In a newspaper column last week, the Rev. Joseph Phelps, pastor of Highland Baptist Church, noted that the planted bombs in Boston “force those of us who live in generally safe and happy worlds to consider how we contend with the presence of a rage that is bent on destruction for no explicit or implicit reason.” We face that rage, he noted, with the tools God has given us — faith, hope and love.
Hope “plays the long game,” the minister wrote, “and is not dependent on winning every skirmish in the battle. It reminds us that we are part of a whole that will continue long after our work is done.”
And love, he added, “is heaven’s lightning in a bottle. It illuminates the atrocity, exposes the evil and, like the sun, activates life.”
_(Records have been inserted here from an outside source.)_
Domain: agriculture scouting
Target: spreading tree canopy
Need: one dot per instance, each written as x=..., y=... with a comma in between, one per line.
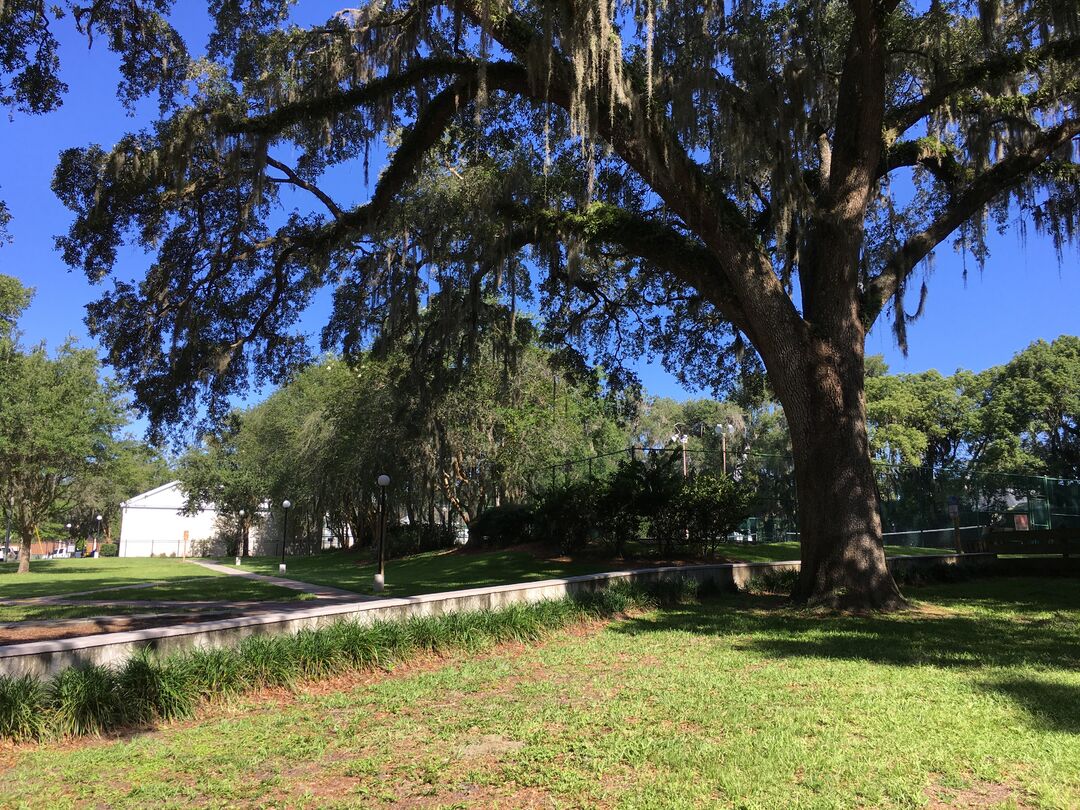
x=721, y=183
x=56, y=423
x=152, y=56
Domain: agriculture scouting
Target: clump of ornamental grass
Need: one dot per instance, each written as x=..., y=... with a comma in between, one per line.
x=146, y=689
x=23, y=707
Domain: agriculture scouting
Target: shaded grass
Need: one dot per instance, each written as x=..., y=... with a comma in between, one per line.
x=429, y=572
x=58, y=577
x=435, y=571
x=786, y=551
x=91, y=700
x=223, y=588
x=739, y=701
x=43, y=612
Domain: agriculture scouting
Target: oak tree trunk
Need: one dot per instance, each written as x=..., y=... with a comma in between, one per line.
x=844, y=565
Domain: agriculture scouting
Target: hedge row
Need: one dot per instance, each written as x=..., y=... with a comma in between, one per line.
x=146, y=689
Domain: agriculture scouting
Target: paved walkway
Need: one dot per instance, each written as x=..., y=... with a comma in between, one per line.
x=322, y=592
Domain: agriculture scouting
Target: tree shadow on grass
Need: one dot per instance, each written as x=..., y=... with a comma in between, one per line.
x=1052, y=706
x=1038, y=632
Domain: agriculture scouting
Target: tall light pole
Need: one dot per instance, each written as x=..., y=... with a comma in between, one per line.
x=240, y=537
x=724, y=431
x=380, y=580
x=286, y=504
x=682, y=439
x=7, y=534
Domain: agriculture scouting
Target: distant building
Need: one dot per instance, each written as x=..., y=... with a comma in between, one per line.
x=153, y=524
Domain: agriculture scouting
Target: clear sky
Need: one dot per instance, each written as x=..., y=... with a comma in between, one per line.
x=1024, y=294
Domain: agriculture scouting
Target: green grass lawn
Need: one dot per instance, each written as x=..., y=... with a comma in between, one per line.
x=972, y=701
x=426, y=572
x=180, y=581
x=46, y=612
x=59, y=577
x=448, y=571
x=778, y=552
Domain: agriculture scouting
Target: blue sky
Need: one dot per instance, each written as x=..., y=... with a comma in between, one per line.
x=1024, y=293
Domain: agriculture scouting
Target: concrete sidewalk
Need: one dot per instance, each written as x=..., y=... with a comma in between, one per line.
x=322, y=592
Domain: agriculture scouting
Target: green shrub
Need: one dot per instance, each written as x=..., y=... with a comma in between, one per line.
x=85, y=701
x=150, y=690
x=567, y=515
x=773, y=581
x=269, y=660
x=215, y=672
x=501, y=526
x=23, y=705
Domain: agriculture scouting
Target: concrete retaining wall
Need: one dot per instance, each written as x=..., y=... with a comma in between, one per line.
x=43, y=659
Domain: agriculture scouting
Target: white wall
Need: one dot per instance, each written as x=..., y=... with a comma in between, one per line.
x=151, y=524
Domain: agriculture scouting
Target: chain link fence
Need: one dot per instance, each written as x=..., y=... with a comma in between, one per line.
x=919, y=507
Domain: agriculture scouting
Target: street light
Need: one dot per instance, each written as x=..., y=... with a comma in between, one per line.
x=240, y=537
x=286, y=504
x=380, y=580
x=724, y=431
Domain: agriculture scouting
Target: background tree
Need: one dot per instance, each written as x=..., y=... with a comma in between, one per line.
x=455, y=436
x=56, y=420
x=125, y=468
x=723, y=185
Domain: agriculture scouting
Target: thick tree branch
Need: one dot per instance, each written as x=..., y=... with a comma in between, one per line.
x=658, y=243
x=294, y=178
x=980, y=192
x=937, y=158
x=903, y=118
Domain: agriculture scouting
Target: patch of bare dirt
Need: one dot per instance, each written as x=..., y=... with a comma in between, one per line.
x=489, y=745
x=976, y=796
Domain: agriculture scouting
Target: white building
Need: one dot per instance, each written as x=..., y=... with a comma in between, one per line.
x=153, y=524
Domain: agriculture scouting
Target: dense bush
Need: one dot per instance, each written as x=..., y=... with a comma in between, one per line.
x=92, y=700
x=567, y=515
x=646, y=498
x=642, y=498
x=501, y=526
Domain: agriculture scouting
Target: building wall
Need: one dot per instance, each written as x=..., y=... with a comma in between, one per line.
x=152, y=524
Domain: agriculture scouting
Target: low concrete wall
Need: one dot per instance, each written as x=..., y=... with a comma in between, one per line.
x=43, y=659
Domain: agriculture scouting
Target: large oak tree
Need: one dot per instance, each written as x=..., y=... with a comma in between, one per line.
x=721, y=183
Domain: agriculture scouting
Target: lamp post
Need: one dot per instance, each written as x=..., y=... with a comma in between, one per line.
x=286, y=504
x=682, y=437
x=380, y=580
x=240, y=537
x=724, y=431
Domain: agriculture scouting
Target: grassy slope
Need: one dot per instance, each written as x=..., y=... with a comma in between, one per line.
x=58, y=577
x=181, y=582
x=734, y=702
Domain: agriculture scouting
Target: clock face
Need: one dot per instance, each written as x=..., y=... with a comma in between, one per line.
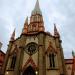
x=31, y=48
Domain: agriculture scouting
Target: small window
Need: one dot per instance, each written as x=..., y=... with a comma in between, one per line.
x=13, y=61
x=52, y=60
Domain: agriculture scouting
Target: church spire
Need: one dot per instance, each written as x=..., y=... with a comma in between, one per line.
x=37, y=9
x=25, y=29
x=73, y=66
x=13, y=36
x=56, y=33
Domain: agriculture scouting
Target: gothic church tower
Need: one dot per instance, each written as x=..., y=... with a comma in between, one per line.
x=35, y=52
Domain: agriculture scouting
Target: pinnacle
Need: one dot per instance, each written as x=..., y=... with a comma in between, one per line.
x=37, y=9
x=13, y=36
x=56, y=31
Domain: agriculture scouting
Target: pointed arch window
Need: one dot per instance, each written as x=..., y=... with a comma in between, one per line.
x=13, y=61
x=52, y=60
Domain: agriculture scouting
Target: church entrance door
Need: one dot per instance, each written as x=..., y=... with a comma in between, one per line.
x=29, y=71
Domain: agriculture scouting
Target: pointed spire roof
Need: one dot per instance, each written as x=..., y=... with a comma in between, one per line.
x=73, y=66
x=26, y=21
x=25, y=26
x=56, y=33
x=13, y=36
x=37, y=9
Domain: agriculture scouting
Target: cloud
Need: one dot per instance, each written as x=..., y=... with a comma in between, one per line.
x=61, y=12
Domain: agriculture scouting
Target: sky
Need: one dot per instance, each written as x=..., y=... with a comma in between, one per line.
x=62, y=12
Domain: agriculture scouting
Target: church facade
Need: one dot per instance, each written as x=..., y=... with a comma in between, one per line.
x=35, y=52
Last week while the Boston tragedy was unfolding, Archbishop Joseph E. Kurtz was in Birmingham where another cause for hope, some additional evidence of progress against an evil, was on display.
The archbishop was attending a meeting organized by Christian Churches Together to recognize the importance and impact of the Rev. Dr. Martin Luther King’s famed “Letter From Birmingham Jail.” That letter was written in April of 1963 and was Dr. King’s response to religious leaders who had urged him to negotiate and wait for courts to act to curb civil rights abuses.
Dr. King’s response — all 21 pages of it — was published in newspapers and magazines; it was never mailed to the religious leaders who had counseled restraint. In it Dr. King wrote words that became a mantra for those who fought for civil rights — he said “injustice anywhere is a threat to justice everywhere.”
In his remarks to the Christian Churches Together gathering, Archbishop Kurtz noted the work of the Catholic Church to overcome the evil of racism and quoted from the U.S. Catholic Bishops’ Pastoral Letter on Racism. It said, “racism is a sin: a sin that divides the human family, blots out the image of God … and violates the fundamental human dignity of those called to be children of the same Father.”
“This gathering allows not simply a response in writing (to Dr. King’s letter) but also one given in living witness,” the archbishop noted. “Our living witness has three elements. Thus today, we must ask forgiveness for past wrongs, be grateful for words that have already borne fruit, and be resolved for more action.”
The churches represented in Birmingham have worked to overcome one form of evil, just as the rest of us must work to overcome the other evils that provide our lives with tribulations.
We would all do well to remember the words of Edmund Burke: “All that is necessary for the triumph of evil is that good (people) do nothing.”